Ecosyste.ms: Awesome

An open API service indexing awesome lists of open source software.

Awesome Lists | Featured Topics | Projects

https://github.com/bamos/densenet.pytorch

A PyTorch implementation of DenseNet.
https://github.com/bamos/densenet.pytorch

deep-learning densenet pytorch

Last synced: about 2 months ago
JSON representation

A PyTorch implementation of DenseNet.

Awesome Lists containing this project

README

        

# A PyTorch Implementation of DenseNet

This is a [PyTorch](http://pytorch.org/) implementation of the
DenseNet-BC architecture as described in the
paper [Densely Connected Convolutional Networks](https://arxiv.org/abs/1608.06993)
by G. Huang, Z. Liu, K. Weinberger, and L. van der Maaten.
This implementation gets a CIFAR-10+ error rate of
4.77 with a 100-layer DenseNet-BC with a growth rate of 12.
Their official implementation and links to many other
third-party implementations are available in the
[liuzhuang13/DenseNet](https://github.com/liuzhuang13/DenseNet)
repo on GitHub.

![](images/header.png)

# Why DenseNet?

As this table from the DenseNet paper shows, it provides
competitive state of the art results on CIFAR-10,
CIFAR-100, and SVHN.

![](images/densenet-err-table.png)

# Why yet another DenseNet implementation?

PyTorch is a great new framework and it's nice to have these
kinds of re-implementations around so that they can be integrated
with other PyTorch projects.

# How do you know this implementation is correct?

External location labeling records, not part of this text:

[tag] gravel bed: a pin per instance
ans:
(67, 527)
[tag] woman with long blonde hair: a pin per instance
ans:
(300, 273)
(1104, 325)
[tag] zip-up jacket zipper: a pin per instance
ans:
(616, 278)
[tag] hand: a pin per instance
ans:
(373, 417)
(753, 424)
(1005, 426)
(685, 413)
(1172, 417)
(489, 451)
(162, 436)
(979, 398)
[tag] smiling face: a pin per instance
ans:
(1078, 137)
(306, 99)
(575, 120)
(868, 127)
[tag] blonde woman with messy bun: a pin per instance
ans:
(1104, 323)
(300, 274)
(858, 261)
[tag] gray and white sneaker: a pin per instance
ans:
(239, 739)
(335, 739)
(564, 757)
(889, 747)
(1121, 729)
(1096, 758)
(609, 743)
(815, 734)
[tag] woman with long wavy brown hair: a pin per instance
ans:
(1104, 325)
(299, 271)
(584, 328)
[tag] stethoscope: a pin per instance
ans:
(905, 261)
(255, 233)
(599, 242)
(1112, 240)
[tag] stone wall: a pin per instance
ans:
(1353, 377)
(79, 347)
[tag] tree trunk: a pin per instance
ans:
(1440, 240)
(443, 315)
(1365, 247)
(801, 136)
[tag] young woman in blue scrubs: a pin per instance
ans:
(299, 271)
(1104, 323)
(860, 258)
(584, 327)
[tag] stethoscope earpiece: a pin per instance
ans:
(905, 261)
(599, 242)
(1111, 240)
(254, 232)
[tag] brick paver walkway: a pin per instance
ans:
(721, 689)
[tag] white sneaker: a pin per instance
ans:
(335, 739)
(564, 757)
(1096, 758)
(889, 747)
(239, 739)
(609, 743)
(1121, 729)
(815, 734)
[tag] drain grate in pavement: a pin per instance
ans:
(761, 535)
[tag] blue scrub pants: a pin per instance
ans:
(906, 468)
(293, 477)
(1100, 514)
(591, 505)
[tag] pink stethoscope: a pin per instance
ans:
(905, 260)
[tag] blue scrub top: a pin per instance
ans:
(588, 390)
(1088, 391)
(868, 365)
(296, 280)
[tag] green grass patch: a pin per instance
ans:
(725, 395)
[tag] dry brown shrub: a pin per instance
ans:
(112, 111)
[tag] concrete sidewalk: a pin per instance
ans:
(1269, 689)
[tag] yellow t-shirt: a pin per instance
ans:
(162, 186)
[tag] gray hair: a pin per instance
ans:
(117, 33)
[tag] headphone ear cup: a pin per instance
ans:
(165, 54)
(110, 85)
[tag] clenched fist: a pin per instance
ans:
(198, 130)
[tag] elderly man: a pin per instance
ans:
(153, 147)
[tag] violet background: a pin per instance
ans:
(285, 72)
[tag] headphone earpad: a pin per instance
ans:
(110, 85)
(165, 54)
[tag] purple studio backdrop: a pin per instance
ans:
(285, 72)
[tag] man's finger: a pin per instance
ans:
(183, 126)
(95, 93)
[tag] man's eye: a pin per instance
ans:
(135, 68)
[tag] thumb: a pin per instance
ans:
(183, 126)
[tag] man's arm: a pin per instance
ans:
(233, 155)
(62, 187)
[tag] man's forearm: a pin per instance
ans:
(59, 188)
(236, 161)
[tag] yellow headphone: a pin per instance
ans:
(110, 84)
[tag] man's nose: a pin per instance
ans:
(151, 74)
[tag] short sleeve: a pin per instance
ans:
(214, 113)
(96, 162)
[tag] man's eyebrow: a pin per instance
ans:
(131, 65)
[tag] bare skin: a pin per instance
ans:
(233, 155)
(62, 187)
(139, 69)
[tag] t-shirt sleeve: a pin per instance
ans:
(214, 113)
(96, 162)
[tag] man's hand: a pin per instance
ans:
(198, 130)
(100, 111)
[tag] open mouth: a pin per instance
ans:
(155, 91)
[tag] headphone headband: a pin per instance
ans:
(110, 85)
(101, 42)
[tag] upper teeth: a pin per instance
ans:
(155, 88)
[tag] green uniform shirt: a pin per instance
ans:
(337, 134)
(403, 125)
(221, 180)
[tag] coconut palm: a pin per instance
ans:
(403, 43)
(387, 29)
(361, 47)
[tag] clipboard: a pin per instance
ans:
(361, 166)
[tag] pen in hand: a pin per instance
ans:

Interestingly while implementing this, I had a lot of
trouble getting it to converge and looked at every part
of the code closer than I usually would.
I compared all of the model's hidden states and gradients
with the official implementation to make sure my code was correct
and even trained a VGG-style network on CIFAR-10 with the
training code here.
It turns out that I uncovered a new critical PyTorch
bug (now fixed) that was causing this.

I have left around my original message about how this
isn't working and the things that I have checked
[in this document](attic/debugging-discussion.md).
I think this should be interesting for other people to
see my development and debugging strategies when
having issues implementing a model that's known
to converge.
I also started
[this PyTorch forum thread](https://discuss.pytorch.org/t/help-debugging-densenet-model-on-cifar-10/412),
which has a few other discussion points.
You may also be interested in
[my script that
compares PyTorch gradients to Torch gradients](https://github.com/bamos/densenet.pytorch/blob/master/attic/compare-pytorch-and-torch-grads.py)
and
[my script that numerically checks PyTorch gradients](https://github.com/bamos/densenet.pytorch/blob/master/attic/numcheck-grads.py).

My convergence issues were due to a critical PyTorch bug
related to using `torch.cat` with convolutions with cuDNN
enabled (which it is by default when CUDA is used).
This bug caused incorrect gradients and the fix to
this bug is to disable cuDNN (which doesn't have
to be done anymore because it's fixed).
The oversight in my debugging strategies that caused me to
not find this error is that I did not think to disable cuDNN.
Until now, I have assumed that the cuDNN option in frameworks
are bug-free, but have learned that this is not always the case.
I may have also found something if I would have numerically
debugged `torch.cat` layers with convolutions instead of
fully connected layers.

Adam fixed the PyTorch bug that caused this in
[this PR](https://github.com/pytorch/pytorch/pull/708)
and has been merged into Torch's master branch.
**If you are interested in using the DenseNet code in
this repository, make sure your PyTorch version
contains [this PR](https://github.com/pytorch/pytorch/pull/708)
and was downloaded after 2017-02-10.**

# What does the PyTorch compute graph of the model look like?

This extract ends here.